[<prev] [next>] [<thread-prev] [thread-next>] [day] [month] [year] [list]
Message-ID: <aAplED3IA_J0eZN0@linaro.org>
Date: Thu, 24 Apr 2025 18:21:36 +0200
From: Stephan Gerhold <stephan.gerhold@...aro.org>
To: "Rafael J. Wysocki" <rjw@...ysocki.net>
Cc: Linux PM <linux-pm@...r.kernel.org>,
Christian Loehle <christian.loehle@....com>,
LKML <linux-kernel@...r.kernel.org>,
Viresh Kumar <viresh.kumar@...aro.org>,
Srinivas Pandruvada <srinivas.pandruvada@...ux.intel.com>,
Mario Limonciello <mario.limonciello@....com>,
Vincent Guittot <vincent.guittot@...aro.org>,
Sultan Alsawaf <sultan@...neltoast.com>,
Peter Zijlstra <peterz@...radead.org>,
Valentin Schneider <vschneid@...hat.com>,
Ingo Molnar <mingo@...hat.com>, regressions@...ts.linux.dev,
Johan Hovold <johan@...nel.org>
Subject: Re: [PATCH v3] cpufreq: Avoid using inconsistent policy->min and
policy->max
Hi Rafael,
On Wed, Apr 16, 2025 at 04:12:37PM +0200, Rafael J. Wysocki wrote:
> From: Rafael J. Wysocki <rafael.j.wysocki@...el.com>
>
> Since cpufreq_driver_resolve_freq() can run in parallel with
> cpufreq_set_policy() and there is no synchronization between them,
> the former may access policy->min and policy->max while the latter
> is updating them and it may see intermediate values of them due
> to the way the update is carried out. Also the compiler is free
> to apply any optimizations it wants both to the stores in
> cpufreq_set_policy() and to the loads in cpufreq_driver_resolve_freq()
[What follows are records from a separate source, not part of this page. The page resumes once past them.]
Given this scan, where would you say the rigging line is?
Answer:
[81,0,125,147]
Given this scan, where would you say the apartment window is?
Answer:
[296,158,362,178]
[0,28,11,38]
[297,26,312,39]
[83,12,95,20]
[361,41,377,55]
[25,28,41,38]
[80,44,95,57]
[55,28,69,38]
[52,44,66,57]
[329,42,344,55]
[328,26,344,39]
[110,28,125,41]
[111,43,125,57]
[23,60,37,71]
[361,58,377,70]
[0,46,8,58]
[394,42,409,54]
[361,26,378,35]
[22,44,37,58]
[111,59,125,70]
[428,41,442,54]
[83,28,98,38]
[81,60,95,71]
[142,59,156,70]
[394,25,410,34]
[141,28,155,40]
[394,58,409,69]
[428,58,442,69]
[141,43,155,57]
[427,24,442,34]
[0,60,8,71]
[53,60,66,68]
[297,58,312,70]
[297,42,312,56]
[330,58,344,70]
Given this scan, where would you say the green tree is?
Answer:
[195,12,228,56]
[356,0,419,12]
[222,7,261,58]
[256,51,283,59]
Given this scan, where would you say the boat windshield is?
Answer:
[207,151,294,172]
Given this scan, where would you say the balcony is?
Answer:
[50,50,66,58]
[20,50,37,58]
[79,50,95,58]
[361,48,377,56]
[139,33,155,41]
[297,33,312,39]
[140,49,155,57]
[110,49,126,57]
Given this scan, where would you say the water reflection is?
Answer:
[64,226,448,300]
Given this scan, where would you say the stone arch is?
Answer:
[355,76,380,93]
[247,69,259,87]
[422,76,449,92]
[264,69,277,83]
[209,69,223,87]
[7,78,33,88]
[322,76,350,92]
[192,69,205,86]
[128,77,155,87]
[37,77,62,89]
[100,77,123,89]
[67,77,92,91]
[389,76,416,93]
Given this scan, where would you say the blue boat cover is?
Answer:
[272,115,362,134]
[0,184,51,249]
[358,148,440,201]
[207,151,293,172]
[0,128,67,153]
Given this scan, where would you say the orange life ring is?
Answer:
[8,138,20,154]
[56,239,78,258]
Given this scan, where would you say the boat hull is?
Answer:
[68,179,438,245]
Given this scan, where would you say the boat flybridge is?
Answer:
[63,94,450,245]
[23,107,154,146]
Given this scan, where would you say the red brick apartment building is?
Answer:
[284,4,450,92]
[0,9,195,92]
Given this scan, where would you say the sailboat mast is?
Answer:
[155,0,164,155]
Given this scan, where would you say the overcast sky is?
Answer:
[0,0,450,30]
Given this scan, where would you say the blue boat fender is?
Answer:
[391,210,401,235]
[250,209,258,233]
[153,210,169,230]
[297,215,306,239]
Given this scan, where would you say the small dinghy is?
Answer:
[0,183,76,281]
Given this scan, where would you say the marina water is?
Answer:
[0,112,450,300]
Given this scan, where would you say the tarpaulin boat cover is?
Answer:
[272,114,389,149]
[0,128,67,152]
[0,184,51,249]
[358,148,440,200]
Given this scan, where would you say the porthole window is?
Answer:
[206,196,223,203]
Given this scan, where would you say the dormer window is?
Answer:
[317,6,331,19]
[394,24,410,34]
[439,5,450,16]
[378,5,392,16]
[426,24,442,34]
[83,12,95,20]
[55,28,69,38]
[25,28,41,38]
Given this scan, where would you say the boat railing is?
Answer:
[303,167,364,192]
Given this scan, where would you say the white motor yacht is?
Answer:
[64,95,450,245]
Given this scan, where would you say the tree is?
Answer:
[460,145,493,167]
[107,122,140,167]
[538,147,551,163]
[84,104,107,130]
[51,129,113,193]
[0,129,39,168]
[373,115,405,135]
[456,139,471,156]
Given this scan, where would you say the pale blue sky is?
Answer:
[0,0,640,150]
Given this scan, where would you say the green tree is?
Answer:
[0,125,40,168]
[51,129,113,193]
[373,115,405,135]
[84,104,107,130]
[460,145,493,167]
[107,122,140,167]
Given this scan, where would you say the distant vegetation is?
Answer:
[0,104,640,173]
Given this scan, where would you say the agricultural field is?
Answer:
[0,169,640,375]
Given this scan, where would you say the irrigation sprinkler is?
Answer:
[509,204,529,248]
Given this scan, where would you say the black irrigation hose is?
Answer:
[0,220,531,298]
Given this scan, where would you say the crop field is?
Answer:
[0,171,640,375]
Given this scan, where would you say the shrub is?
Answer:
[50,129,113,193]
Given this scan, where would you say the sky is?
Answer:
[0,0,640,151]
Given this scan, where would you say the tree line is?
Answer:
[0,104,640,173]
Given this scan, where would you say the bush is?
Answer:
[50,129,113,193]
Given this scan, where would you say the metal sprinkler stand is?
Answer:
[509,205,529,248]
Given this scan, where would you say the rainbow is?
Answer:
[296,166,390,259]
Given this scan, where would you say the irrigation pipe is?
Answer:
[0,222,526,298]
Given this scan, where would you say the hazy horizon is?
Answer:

> which may result in additional inconsistencies.
>
> To address this, use WRITE_ONCE() when updating policy->min and
> policy->max in cpufreq_set_policy() and use READ_ONCE() for reading
> them in cpufreq_driver_resolve_freq(). Moreover, rearrange the update
> in cpufreq_set_policy() to avoid storing intermediate values in
> policy->min and policy->max with the help of the observation that
> their new values are expected to be properly ordered upfront.
>
> Also modify cpufreq_driver_resolve_freq() to take the possible reverse
> ordering of policy->min and policy->max, which may happen depending on
> the ordering of operations when this function and cpufreq_set_policy()
> run concurrently, into account by always honoring the max when it
> turns out to be less than the min (in case it comes from thermal
> throttling or similar).
>
> Fixes: 151717690694 ("cpufreq: Make policy min/max hard requirements")
> Cc: 5.16+ <stable@...r.kernel.org> # 5.16+
> Signed-off-by: Rafael J. Wysocki <rafael.j.wysocki@...el.com>
> ---
>
> This replaces the last 3 patches in
>
> https://lore.kernel.org/linux-pm/6171293.lOV4Wx5bFT@rjwysocki.net/
>
> v2 -> v3:
> * Fold 3 patches into one.
> * Drop an unrelated white space fixup change.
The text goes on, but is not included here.